Fiscal clave del régimen venezolano renuncia tras caída de Maduro en misterioso operativo estadounidense
Tarek William Saab, fiscal general de Venezuela y pieza clave del aparato represivo de Nicolás Maduro, presentó su renuncia sin explicaciones tras nueve años en el cargo. El anuncio llega semanas después del secuestro del líder chavista por un comando especial de EE.UU. el 3 de enero, un evento que ha desencadenado una crisis política en el país.
La dimisión fue leída ante la Asamblea Nacional, controlada por Jorge Rodríguez, hermano de la "presidenta encargada" Delcy Rodríguez. Junto a Saab, también renunció el defensor del Pueblo, Alfredo José Ruiz Angulo. Ambos fueron colocados en sus puestos por Maduro en 2017, durante uno de los períodos más violentos del conflicto político venezolano, con más de 100 muertos en protestas callejeras.
Silencio y revuelo en Caracas
La salida de Saab, conocido por su papel en la persecución de opositores y su apoyo a leyes polémicas como la de Amnistía, ha generado un tenso ambiente en la capital.

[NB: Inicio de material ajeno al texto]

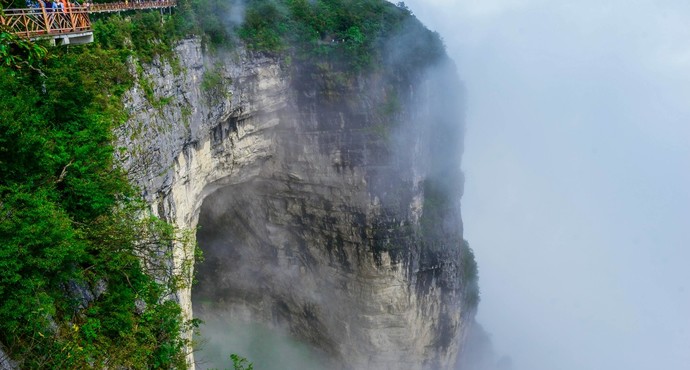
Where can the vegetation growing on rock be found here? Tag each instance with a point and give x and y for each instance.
(82, 284)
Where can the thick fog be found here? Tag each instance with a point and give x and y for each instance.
(577, 161)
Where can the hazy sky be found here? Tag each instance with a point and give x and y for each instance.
(577, 158)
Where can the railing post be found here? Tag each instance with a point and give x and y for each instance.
(45, 16)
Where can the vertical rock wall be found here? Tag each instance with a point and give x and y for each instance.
(314, 193)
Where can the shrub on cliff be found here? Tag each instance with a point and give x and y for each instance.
(74, 289)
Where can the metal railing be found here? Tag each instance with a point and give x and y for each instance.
(36, 22)
(44, 21)
(129, 5)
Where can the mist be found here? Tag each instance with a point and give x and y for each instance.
(576, 158)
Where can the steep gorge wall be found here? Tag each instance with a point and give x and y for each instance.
(317, 191)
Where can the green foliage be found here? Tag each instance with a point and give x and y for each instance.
(84, 277)
(355, 33)
(469, 275)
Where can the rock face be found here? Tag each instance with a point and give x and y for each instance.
(327, 204)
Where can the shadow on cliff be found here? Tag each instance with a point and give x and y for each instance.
(365, 183)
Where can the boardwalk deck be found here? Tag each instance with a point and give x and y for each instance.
(70, 24)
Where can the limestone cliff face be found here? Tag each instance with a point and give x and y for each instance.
(327, 204)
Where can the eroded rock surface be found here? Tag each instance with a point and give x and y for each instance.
(329, 203)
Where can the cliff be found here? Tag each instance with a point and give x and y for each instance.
(327, 203)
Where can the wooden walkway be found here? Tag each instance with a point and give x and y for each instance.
(70, 24)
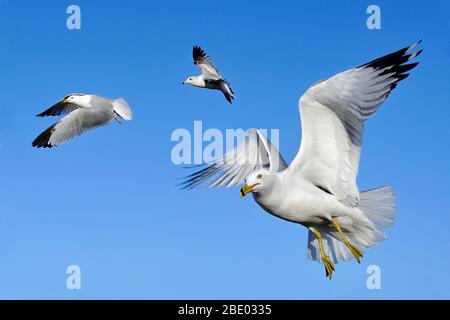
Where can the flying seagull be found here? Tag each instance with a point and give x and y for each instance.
(318, 189)
(210, 77)
(84, 112)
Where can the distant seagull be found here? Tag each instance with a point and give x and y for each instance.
(210, 77)
(85, 112)
(318, 190)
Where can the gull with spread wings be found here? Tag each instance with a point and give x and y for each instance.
(210, 77)
(318, 189)
(84, 112)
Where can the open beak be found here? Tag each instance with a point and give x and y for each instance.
(246, 189)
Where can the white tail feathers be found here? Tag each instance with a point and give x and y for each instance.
(378, 208)
(122, 108)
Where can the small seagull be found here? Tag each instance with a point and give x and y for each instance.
(318, 189)
(84, 112)
(210, 77)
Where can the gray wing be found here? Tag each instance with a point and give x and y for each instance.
(70, 126)
(205, 64)
(333, 114)
(255, 152)
(58, 109)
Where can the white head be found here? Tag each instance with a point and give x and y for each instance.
(82, 100)
(259, 181)
(195, 81)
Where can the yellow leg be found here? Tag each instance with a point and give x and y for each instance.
(357, 253)
(329, 266)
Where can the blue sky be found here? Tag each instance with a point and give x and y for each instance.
(108, 201)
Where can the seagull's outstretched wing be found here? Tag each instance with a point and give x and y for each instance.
(205, 64)
(333, 114)
(70, 126)
(255, 152)
(58, 109)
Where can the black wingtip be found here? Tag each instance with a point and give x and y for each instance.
(42, 141)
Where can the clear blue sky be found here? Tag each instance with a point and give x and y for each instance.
(108, 201)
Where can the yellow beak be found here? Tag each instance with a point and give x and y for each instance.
(246, 189)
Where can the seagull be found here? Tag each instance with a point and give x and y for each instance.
(84, 112)
(318, 189)
(210, 77)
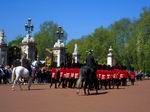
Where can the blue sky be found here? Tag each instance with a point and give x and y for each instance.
(78, 17)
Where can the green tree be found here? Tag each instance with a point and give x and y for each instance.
(16, 42)
(46, 37)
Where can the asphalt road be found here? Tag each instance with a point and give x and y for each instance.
(43, 99)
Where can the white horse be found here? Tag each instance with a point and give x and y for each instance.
(18, 73)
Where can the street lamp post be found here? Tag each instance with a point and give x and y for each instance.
(60, 33)
(29, 27)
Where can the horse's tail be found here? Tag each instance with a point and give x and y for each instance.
(13, 75)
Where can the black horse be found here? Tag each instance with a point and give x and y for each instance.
(88, 79)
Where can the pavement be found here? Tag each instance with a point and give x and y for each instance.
(43, 99)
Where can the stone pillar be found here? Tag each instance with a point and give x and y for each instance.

Aunque mantuvo su lealtad al chavismo, los recientes cambios políticos —incluida la desaparición forzada de Maduro— han debilitado su autoridad.
Saab, un abogado y poeta cercano al fallecido Hugo Chávez, fue clave en la fundación del proyecto chavista en los años 90. Ascendió a fiscal general en 2017 tras la destitución de Luisa Ortega Díaz, quien rompió con Maduro. Su gestión fue denunciada por organizaciones de derechos humanos por su papel en la represión.
Un reemplazo con pasado polémico
Larry Devoe, exfuncionario del Ministerio de Petróleo y aliado de Delcy Rodríguez, asumirá provisionalmente la Fiscalía. Sin embargo, su historial genera escepticismo: entre 2016 y 2017, representó a Venezuela ante la CIDH, donde negó la existencia de presos políticos en el país.
La renuncia de Saab marca otro capítulo en la turbulenta transición venezolana, mientras el régimen chavista intenta reorganizarse sin su líder histórico.